The last of the trees’ defenders descend from the crown
like australopithecines testing the feel of the earth
on their delicate soles. Twenty-one months, they nested
in the crotches, draping the limbs with bracelets of rope,
assembling their hideaways over the knees, where the trunks
bent abruptly, searching for light. On their perch,
even the eating of energy bars, the layers
of garb became a dumb show, their every gesture
intended to sing: We are no more important than oaks.
In the end, interposing the body, frail as a bud,
between the keen blade and the heartwood seems silly,
outlandish as much as it’s brave. Still, who will defend
the trees of the field with the sitters besieged and brought down?

Wednesday, August 4, 2010

My Idea of Heaven

When the people cross over the Jordan, G-d decrees, “You are not to do—according to all that we are doing here today—each-man whatever is right in his (own) eyes” (Deuteronomy 12:8); in other words, the people will no longer be free to pray wherever and however they like. Instead, the Israelites will be required to make their sacrifices only where G-d “chooses to have his name dwell” (12:11)—at a central sanctuary. From the first moment, the promised land is not at all about license but about the yoke of commandment.

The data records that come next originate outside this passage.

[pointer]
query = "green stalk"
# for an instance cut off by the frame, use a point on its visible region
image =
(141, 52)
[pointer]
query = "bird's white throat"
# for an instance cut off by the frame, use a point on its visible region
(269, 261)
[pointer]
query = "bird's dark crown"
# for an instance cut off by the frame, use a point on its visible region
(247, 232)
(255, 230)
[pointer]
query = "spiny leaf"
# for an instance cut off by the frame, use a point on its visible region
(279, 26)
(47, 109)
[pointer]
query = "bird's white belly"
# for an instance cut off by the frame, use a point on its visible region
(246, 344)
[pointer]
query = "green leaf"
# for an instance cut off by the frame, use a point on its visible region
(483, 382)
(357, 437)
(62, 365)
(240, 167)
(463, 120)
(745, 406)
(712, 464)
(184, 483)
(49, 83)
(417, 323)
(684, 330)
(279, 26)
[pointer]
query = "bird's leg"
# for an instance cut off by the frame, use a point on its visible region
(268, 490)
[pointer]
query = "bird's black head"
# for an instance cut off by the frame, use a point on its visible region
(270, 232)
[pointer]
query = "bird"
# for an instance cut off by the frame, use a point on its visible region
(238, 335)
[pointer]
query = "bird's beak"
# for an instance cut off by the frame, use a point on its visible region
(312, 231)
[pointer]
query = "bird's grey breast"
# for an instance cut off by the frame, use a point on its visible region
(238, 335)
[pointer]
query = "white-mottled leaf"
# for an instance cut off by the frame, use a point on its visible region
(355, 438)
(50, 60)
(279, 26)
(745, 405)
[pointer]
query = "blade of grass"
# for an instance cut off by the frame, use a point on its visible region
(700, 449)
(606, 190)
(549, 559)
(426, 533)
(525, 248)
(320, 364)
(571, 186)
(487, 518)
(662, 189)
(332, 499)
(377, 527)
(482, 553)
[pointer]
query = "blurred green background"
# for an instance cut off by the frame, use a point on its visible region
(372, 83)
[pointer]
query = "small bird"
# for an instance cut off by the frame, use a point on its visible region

This is what the promised land will be:
the old joke, where hell’s a conga party,
and heaven, five old men twirling their payes
while they read the Mishneh-Torah, nibbling
an occasional bite of tuna on rye.
It’s what we want to want—sacrifices
offered as prescribed, on the altar,
not the high places where strange gods,
toppled in our conquest, may yet reach out
their marble arms and grab us at our feasts.
What we really want is simpler: meat
brought down with spears and roasted on a spit;
the thwack of chests, their meeting greased with sweat,
the abandon of alien fire. What we gain,
choosing among the beasts of the field only
those that ruminate; among the men,
those that bear the scar of covenant;
among the many gods, the One—just that:
In lives bounded on one side by birth
and on the other by a sentence, we choose.